Teleportation of continuous variable multimode Greeberger–Horne–Zeilinger entangled states

Abstract

Quantum teleportation protocols of continuous variable (CV) Greeberger–Horne–Zeilinger (GHZ) and Einstein–Podolsky–Rosen (EPR) entangled states are proposed, and are generalized to teleportation of arbitrary multimode GHZ entangled states described by Van Loock and Braunstein (2000 Phys. Rev. Lett. 84 3482). Each mode of a multimode entangled state is teleported using a CV EPR entangled pair and classical communication. The analytical expression of fidelity for the multimode Gaussian states which evaluates the teleportation quality is presented.
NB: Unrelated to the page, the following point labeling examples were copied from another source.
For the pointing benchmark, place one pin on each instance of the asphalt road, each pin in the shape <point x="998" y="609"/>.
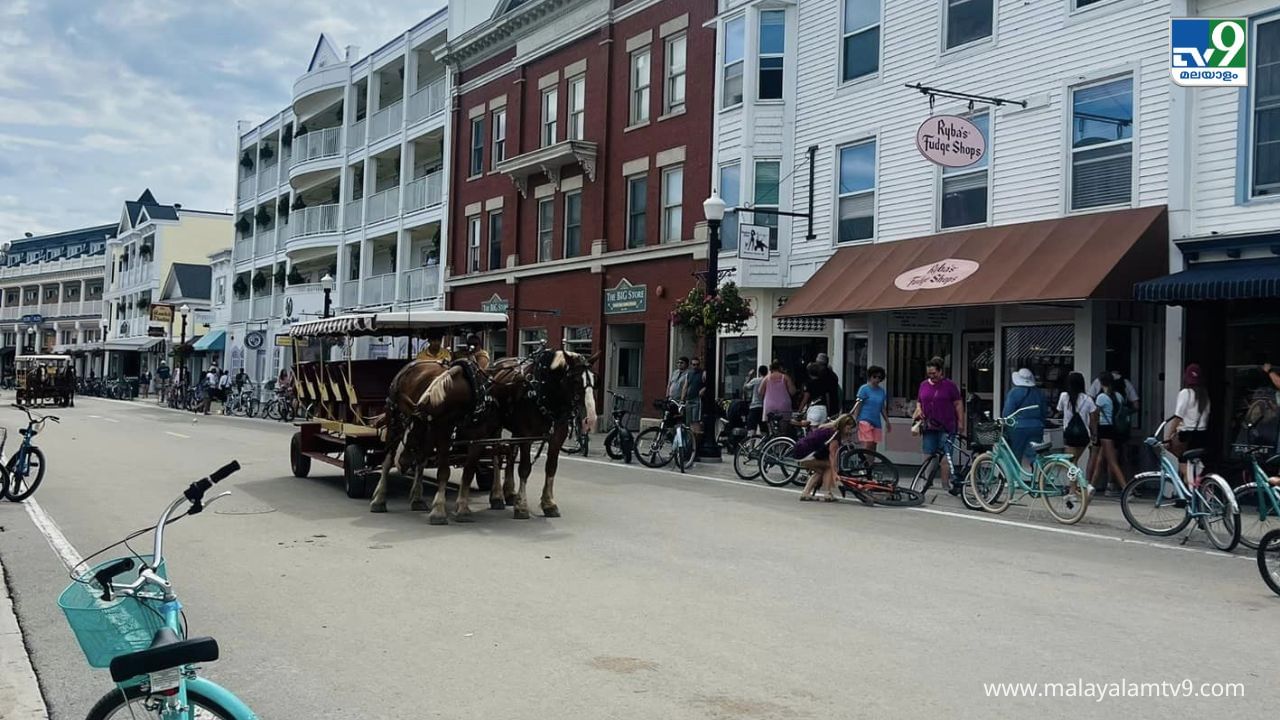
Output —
<point x="654" y="596"/>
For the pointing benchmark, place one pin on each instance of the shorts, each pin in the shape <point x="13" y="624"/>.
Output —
<point x="868" y="432"/>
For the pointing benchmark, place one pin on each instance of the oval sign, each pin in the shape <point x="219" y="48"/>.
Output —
<point x="950" y="141"/>
<point x="933" y="276"/>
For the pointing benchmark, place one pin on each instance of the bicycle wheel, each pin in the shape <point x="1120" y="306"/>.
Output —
<point x="1257" y="514"/>
<point x="777" y="466"/>
<point x="987" y="484"/>
<point x="746" y="460"/>
<point x="1063" y="490"/>
<point x="1269" y="560"/>
<point x="1223" y="520"/>
<point x="1152" y="505"/>
<point x="653" y="446"/>
<point x="129" y="703"/>
<point x="21" y="487"/>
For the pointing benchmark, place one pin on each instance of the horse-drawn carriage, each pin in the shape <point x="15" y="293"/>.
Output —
<point x="348" y="397"/>
<point x="45" y="379"/>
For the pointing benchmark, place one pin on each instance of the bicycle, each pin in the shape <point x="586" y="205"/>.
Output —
<point x="26" y="469"/>
<point x="1176" y="501"/>
<point x="996" y="475"/>
<point x="138" y="630"/>
<point x="671" y="440"/>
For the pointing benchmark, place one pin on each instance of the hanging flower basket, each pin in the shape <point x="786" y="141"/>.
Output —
<point x="727" y="310"/>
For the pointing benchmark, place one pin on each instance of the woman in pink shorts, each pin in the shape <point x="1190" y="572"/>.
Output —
<point x="872" y="409"/>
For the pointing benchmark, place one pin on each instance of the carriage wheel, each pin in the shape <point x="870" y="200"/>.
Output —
<point x="352" y="466"/>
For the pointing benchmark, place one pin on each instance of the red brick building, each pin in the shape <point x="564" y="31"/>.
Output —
<point x="581" y="144"/>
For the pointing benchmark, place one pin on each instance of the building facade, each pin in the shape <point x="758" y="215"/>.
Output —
<point x="584" y="137"/>
<point x="51" y="296"/>
<point x="350" y="182"/>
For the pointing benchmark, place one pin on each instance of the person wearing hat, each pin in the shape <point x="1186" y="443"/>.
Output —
<point x="1025" y="399"/>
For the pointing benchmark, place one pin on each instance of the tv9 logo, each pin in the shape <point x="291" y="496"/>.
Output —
<point x="1210" y="51"/>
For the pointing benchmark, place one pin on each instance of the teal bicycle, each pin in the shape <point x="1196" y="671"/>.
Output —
<point x="997" y="475"/>
<point x="137" y="629"/>
<point x="1162" y="504"/>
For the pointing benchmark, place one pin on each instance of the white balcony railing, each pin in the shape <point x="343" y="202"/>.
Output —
<point x="426" y="101"/>
<point x="379" y="290"/>
<point x="356" y="136"/>
<point x="316" y="145"/>
<point x="423" y="283"/>
<point x="385" y="121"/>
<point x="314" y="220"/>
<point x="355" y="214"/>
<point x="383" y="205"/>
<point x="425" y="191"/>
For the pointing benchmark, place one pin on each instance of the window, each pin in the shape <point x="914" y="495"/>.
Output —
<point x="859" y="53"/>
<point x="731" y="192"/>
<point x="964" y="190"/>
<point x="735" y="46"/>
<point x="1102" y="144"/>
<point x="549" y="114"/>
<point x="474" y="245"/>
<point x="638" y="204"/>
<point x="577" y="108"/>
<point x="499" y="136"/>
<point x="858" y="192"/>
<point x="968" y="21"/>
<point x="675" y="94"/>
<point x="572" y="224"/>
<point x="640" y="74"/>
<point x="496" y="241"/>
<point x="476" y="146"/>
<point x="767" y="197"/>
<point x="773" y="32"/>
<point x="1266" y="109"/>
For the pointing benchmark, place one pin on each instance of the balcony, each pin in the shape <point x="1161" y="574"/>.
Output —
<point x="423" y="283"/>
<point x="379" y="290"/>
<point x="426" y="191"/>
<point x="383" y="205"/>
<point x="314" y="220"/>
<point x="428" y="101"/>
<point x="387" y="121"/>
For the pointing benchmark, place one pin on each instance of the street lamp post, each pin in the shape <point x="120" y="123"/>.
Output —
<point x="713" y="209"/>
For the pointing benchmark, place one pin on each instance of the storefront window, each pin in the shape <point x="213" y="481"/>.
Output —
<point x="1048" y="351"/>
<point x="739" y="359"/>
<point x="908" y="352"/>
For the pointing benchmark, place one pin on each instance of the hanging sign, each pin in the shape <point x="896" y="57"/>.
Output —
<point x="753" y="242"/>
<point x="950" y="141"/>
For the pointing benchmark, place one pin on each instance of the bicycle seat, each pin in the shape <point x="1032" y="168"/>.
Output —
<point x="167" y="651"/>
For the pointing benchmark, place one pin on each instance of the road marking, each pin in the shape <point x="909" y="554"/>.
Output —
<point x="936" y="511"/>
<point x="62" y="546"/>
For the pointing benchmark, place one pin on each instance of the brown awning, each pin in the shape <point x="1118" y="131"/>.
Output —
<point x="1100" y="255"/>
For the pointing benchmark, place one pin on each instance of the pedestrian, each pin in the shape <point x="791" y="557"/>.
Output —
<point x="871" y="410"/>
<point x="776" y="392"/>
<point x="1106" y="438"/>
<point x="1077" y="410"/>
<point x="1189" y="424"/>
<point x="1027" y="400"/>
<point x="938" y="415"/>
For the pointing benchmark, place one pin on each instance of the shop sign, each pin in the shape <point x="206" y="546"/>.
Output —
<point x="944" y="273"/>
<point x="494" y="305"/>
<point x="950" y="141"/>
<point x="161" y="313"/>
<point x="753" y="242"/>
<point x="626" y="299"/>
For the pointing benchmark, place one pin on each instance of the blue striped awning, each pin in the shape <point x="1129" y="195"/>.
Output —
<point x="1228" y="279"/>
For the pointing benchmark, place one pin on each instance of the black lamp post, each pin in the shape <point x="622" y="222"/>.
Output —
<point x="713" y="208"/>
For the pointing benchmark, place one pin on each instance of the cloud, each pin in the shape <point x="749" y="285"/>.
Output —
<point x="86" y="121"/>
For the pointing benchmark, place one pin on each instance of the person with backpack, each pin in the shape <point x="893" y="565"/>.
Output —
<point x="1106" y="438"/>
<point x="1028" y="401"/>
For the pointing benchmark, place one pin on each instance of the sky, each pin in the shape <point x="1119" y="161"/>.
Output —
<point x="100" y="100"/>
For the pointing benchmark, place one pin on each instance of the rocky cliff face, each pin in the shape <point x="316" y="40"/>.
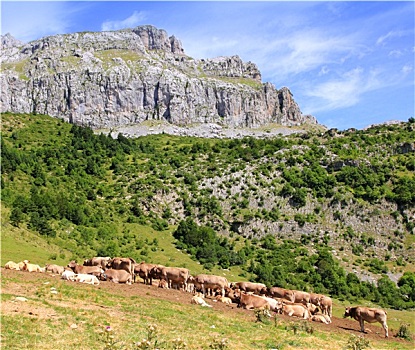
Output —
<point x="110" y="79"/>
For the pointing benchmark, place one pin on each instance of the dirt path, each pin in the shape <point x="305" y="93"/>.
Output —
<point x="338" y="325"/>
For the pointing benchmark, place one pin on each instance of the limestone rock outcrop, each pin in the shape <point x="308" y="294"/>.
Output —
<point x="110" y="79"/>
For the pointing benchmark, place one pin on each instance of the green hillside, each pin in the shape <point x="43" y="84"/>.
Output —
<point x="328" y="204"/>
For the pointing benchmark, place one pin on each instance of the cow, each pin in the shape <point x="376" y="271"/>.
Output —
<point x="31" y="267"/>
<point x="92" y="270"/>
<point x="68" y="275"/>
<point x="274" y="304"/>
<point x="224" y="300"/>
<point x="251" y="301"/>
<point x="11" y="265"/>
<point x="256" y="288"/>
<point x="297" y="310"/>
<point x="126" y="264"/>
<point x="56" y="269"/>
<point x="97" y="261"/>
<point x="117" y="276"/>
<point x="143" y="270"/>
<point x="198" y="300"/>
<point x="300" y="297"/>
<point x="371" y="315"/>
<point x="85" y="278"/>
<point x="211" y="282"/>
<point x="321" y="318"/>
<point x="163" y="284"/>
<point x="326" y="305"/>
<point x="315" y="298"/>
<point x="173" y="275"/>
<point x="277" y="292"/>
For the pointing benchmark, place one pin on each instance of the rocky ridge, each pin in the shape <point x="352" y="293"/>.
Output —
<point x="120" y="78"/>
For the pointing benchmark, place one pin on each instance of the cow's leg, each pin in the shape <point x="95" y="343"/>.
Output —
<point x="385" y="327"/>
<point x="362" y="324"/>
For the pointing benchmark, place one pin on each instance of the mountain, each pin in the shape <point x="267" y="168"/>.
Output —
<point x="118" y="78"/>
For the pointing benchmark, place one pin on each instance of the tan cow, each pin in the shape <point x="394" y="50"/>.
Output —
<point x="278" y="292"/>
<point x="11" y="265"/>
<point x="126" y="264"/>
<point x="173" y="275"/>
<point x="315" y="298"/>
<point x="31" y="267"/>
<point x="371" y="315"/>
<point x="117" y="276"/>
<point x="251" y="301"/>
<point x="256" y="288"/>
<point x="143" y="270"/>
<point x="299" y="296"/>
<point x="56" y="269"/>
<point x="210" y="282"/>
<point x="92" y="270"/>
<point x="326" y="305"/>
<point x="297" y="310"/>
<point x="98" y="261"/>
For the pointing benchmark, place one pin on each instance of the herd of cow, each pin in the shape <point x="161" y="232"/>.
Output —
<point x="248" y="295"/>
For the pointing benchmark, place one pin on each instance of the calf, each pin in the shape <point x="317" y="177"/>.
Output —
<point x="371" y="315"/>
<point x="250" y="301"/>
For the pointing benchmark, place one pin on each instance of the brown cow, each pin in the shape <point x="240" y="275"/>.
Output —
<point x="91" y="270"/>
<point x="97" y="261"/>
<point x="277" y="292"/>
<point x="256" y="288"/>
<point x="126" y="264"/>
<point x="210" y="282"/>
<point x="173" y="275"/>
<point x="117" y="276"/>
<point x="371" y="315"/>
<point x="143" y="270"/>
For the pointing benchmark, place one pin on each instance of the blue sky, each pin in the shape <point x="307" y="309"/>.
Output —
<point x="350" y="64"/>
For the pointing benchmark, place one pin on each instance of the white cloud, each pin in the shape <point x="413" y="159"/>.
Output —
<point x="344" y="91"/>
<point x="28" y="21"/>
<point x="390" y="35"/>
<point x="135" y="19"/>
The analytical results show that the fidelity is a function of both the squeezing parameter r, which characterizes the multimode entangled state to be teleported, and the channel parameter p, which characterizes the EPR pairs shared by Alice and Bob. The fidelity increases with increasing p, but decreases with increasing r, i.e., it is more difficult to teleport the more perfect multimode entangled states. The entanglement degree of the teleported multimode entangled states increases with increasing both r and p. In addition, the fact is proved that our teleportation protocol of EPR entangled states using parallel EPR pairs as quantum channels is the best case of the protocol using four-mode entangled states (Adhikari et al 2008 Phys. Rev. A 77 012337).